Budget director Mick Mulvaney called Social Security a “Ponzi scheme.” HHS Secretary Tom Price supported converting Medicaid into block grants to the states and Medicare into a voucher program. And three ultra-rich cabinet members — Steve Mnuchin, Wilbur Ross, and Gary Cohen — are gunning investor safeguards and the consumer protection agency.

Trump’s fraudulence on health care provokes whiplash. During the campaign, he promised “insurance for everybody.” Now he embraces the Rosemary’s baby of health care legislation — Ryancare.

Under Ryan’s plan, according to the Congressional Budget Office, Trump’s promise translates to 14 million more uninsured Americans by 2018, and 24 million in a decade.

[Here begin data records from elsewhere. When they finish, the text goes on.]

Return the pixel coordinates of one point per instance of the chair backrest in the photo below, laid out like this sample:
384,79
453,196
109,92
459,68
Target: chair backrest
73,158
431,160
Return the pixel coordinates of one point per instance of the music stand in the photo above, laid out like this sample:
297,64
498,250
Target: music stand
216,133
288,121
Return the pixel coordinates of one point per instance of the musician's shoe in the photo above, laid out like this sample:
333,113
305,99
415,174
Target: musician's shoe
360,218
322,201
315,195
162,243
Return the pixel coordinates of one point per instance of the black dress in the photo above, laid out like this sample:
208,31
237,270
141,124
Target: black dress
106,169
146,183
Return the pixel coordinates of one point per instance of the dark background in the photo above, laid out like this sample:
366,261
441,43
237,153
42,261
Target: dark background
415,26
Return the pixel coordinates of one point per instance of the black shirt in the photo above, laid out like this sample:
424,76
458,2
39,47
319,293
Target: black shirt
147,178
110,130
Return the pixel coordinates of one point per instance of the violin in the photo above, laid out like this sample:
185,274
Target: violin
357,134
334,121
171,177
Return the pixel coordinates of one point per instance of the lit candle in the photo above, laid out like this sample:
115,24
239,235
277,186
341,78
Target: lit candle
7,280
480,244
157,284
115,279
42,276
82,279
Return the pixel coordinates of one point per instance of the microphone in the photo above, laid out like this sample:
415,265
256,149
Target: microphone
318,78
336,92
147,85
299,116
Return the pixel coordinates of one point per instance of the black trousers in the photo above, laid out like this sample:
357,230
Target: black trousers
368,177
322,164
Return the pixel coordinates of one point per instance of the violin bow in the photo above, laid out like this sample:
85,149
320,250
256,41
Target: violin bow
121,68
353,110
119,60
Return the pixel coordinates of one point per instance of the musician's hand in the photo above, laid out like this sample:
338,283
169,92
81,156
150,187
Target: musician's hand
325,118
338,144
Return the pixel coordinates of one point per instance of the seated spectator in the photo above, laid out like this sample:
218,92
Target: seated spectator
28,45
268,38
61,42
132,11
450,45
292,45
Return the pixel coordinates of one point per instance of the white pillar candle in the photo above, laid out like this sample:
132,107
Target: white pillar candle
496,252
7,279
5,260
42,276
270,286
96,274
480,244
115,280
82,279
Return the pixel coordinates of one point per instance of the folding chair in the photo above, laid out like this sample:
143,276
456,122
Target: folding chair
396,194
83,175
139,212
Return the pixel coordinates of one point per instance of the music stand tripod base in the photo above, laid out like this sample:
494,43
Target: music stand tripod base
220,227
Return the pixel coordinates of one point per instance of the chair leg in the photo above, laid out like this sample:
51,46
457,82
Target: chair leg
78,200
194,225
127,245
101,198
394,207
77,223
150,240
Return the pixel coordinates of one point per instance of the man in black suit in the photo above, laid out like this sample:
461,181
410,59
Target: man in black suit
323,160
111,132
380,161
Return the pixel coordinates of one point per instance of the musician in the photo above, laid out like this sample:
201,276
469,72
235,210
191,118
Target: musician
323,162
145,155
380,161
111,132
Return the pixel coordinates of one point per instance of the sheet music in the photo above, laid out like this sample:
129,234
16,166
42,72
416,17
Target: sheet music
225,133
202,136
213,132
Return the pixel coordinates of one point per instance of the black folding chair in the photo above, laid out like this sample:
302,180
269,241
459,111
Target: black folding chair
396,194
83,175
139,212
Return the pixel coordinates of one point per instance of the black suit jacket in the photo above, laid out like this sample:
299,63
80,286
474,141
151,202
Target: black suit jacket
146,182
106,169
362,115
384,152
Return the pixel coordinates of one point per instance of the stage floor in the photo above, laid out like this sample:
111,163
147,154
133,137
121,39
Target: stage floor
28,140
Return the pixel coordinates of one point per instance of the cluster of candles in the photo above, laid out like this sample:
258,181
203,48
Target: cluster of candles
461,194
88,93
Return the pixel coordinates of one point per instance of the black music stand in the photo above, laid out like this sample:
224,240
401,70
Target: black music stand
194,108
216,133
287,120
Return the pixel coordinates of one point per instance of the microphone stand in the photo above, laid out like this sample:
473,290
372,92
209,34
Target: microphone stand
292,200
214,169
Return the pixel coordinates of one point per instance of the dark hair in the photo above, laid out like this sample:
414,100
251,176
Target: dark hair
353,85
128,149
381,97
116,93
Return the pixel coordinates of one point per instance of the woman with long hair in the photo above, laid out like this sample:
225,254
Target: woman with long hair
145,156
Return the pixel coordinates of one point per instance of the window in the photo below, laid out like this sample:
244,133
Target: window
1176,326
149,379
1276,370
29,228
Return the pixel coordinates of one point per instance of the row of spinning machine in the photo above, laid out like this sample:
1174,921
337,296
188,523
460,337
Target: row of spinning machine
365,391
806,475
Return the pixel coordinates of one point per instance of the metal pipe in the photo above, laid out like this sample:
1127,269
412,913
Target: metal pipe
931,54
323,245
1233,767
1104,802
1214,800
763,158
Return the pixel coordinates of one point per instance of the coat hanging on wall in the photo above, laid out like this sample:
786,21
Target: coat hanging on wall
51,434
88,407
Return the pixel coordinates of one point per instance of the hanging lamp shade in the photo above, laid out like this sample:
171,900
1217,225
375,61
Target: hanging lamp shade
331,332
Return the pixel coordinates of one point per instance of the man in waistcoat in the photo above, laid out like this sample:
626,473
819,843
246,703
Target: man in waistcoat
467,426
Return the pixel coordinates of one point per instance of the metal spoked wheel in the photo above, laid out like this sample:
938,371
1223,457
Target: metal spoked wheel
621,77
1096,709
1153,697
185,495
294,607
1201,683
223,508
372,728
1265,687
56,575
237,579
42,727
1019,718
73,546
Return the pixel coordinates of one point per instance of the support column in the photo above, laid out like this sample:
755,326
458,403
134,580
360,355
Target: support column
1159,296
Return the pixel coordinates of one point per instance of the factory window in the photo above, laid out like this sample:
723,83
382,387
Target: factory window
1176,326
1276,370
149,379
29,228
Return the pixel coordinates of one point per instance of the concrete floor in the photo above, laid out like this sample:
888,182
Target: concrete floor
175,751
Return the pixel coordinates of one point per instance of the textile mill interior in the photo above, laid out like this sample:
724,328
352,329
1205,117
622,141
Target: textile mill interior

His pledge to protect Medicaid for low-income Americans now means gutting Medicaid. Ironically, the voters hit hardest — those eligible for $5,000 less in tax credits to help them buy insurance — supported Trump by a margin of 23 percent. Other vulnerable Americans inclined toward Trump, particularly seniors, will see their premiums rise sharply.

So who profits? Here, too, the Ryan playbook runs true to form. The wealthiest Americans will receive a $600 billion tax cut over the next decade. For plutocrats, that’s nirvana.

Now comes Trump’s draconian budget — courtesy of Mulvaney, erstwhile Freedom Caucus extremist. While it attacks everything from diplomacy to climate research, perhaps its cruelest cuts shred the social safety net for the rural voters who helped elect him — slashing Meals on Wheels, afterschool programs to feed kids, home heating for the elderly, disabled, or families with children. For those at the economic margins, Trump will, indeed, be a transformative president.

What of Trump’s pledge that our “crumbling infrastructure will be replaced with new roads, bridges, tunnels, airports, and railways”? Or his promised “massive tax relief” for the middle class? From Ryan’s caucus comes the silence of the grave. The voters who made Trump president are left with arbitrary deportations, a pointless wall, empty promises of protectionism, and a mindless travel ban against Muslims — all countenanced as cover by the right-wing cynics hiding within the horse, laughing too softly for their victims to hear.